All conformant MPI programs will compile with any conformant MPI
implementation. That is, if you write a correct MPI program, it
should compile just about anywhere (most [if not all] major MPI
implementations have the correct MPI API), so cross-compilation -- in
terms of MPI calls -- is not much of an issue.
Indeed, we have "ported" several large scale MPI programs to multiple
architectures with different MPI implementations without much trouble.

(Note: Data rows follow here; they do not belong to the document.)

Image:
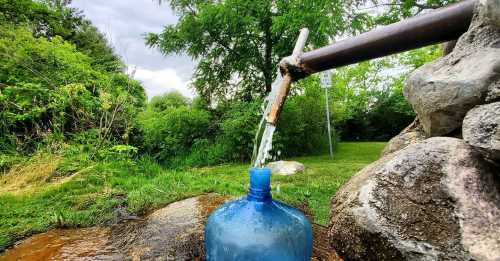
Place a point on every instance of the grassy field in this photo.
(33, 198)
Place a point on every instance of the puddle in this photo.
(171, 233)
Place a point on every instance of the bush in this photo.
(171, 133)
(48, 87)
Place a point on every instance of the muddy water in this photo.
(58, 244)
(171, 233)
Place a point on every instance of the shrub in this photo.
(47, 86)
(172, 132)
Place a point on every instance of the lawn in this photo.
(91, 194)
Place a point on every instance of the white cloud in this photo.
(161, 81)
(125, 22)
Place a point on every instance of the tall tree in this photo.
(238, 43)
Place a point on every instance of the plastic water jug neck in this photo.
(260, 185)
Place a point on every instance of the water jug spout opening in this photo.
(260, 184)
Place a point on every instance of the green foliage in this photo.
(302, 128)
(365, 95)
(49, 87)
(98, 188)
(244, 39)
(172, 132)
(168, 100)
(49, 19)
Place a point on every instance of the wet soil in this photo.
(171, 233)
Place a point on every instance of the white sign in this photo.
(326, 79)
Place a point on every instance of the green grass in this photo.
(90, 197)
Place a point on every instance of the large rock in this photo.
(286, 168)
(492, 11)
(411, 135)
(435, 200)
(481, 129)
(441, 92)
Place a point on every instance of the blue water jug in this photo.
(256, 227)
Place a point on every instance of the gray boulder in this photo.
(435, 200)
(286, 168)
(441, 92)
(411, 135)
(492, 11)
(481, 129)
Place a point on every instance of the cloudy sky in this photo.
(124, 22)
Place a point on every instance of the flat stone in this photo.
(434, 200)
(286, 168)
(175, 232)
(481, 129)
(443, 91)
(411, 135)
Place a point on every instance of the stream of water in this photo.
(263, 142)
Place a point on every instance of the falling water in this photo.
(265, 130)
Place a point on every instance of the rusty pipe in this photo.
(440, 25)
(284, 88)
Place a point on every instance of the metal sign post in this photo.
(326, 83)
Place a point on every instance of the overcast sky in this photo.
(124, 22)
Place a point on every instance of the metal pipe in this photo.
(438, 26)
(286, 83)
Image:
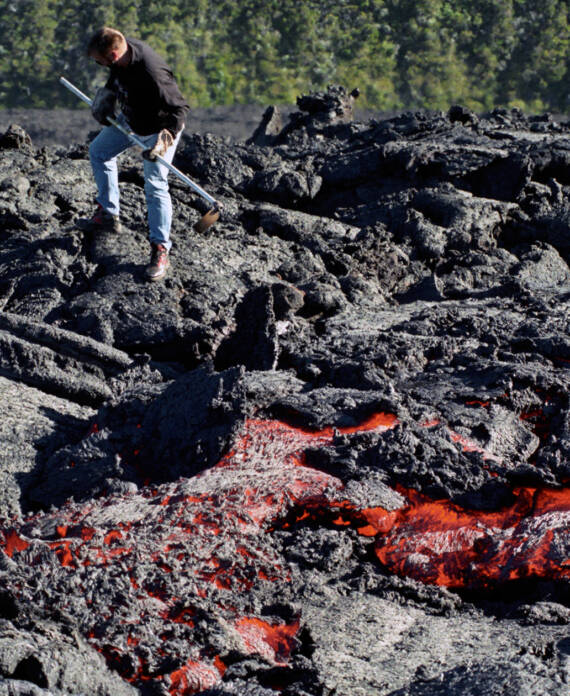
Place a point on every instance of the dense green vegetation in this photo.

The catch is that every MPI implementation is not created equal. The
MPI standard was written with some very specific points, and some very
loose points -- most of which were on purpose. That is, the standard
does leave some leeway for the implementor to choose exactly what (and
how) specific actions are to be performed. So even though your
program will most likely compile under all existing MPI
implementations, it may work slightly differently with different
implementations.
This is not a major concern, but it is something that the MPI
programmer needs to be aware of. Indeed, most MPI-1 implementations
are reasonably similar. However, several MPI-2 functions, for
example, take MPI_Info arguments, which are specifically
designed to be implementation-dependant. This means that even though
the call to, for example, MPI_COMM_SPAWN is completely
portable, the building of the MPI_Info argument for that
call is not.
For that reason, LAM/MPI defines the preprocessor macro
LAM_MPI to be 1. MPI programmers can use
this for LAM-specific code, if necessary. For example:
#if LAM_MPI
/* Do LAM-specific things here */
#endif
MPI_Comm_Spawn(.....);
[ Top of page | Return to FAQ ]
|
2. How does LAM launch user programs? |
This question is relevant to debugging; understanding the basics of how LAM launches uses programs will help in debugging by allowing you to take advantage of some of LAM's features with shell scripts.
When you use mpirun to invoke a program on a remote node (either with an app schema, or by a simple command line invocation), the command (and any arguments) to be executed is sent to the remote LAM daemon.
The remote LAM daemon does the following (in no particular order):
- Forks a new Unix process
- Sets any exported environment variables from
mpirun
- Sets several environment variables (mainly for internal use) that contain all the relevant MPI state information -- to include all run-mode command line switches to
mpirun (this is how LAM initializes your process without adding extra command line arguments)
- Redirect
stdin and stdout
- exec's the user's command (with all command line arugments)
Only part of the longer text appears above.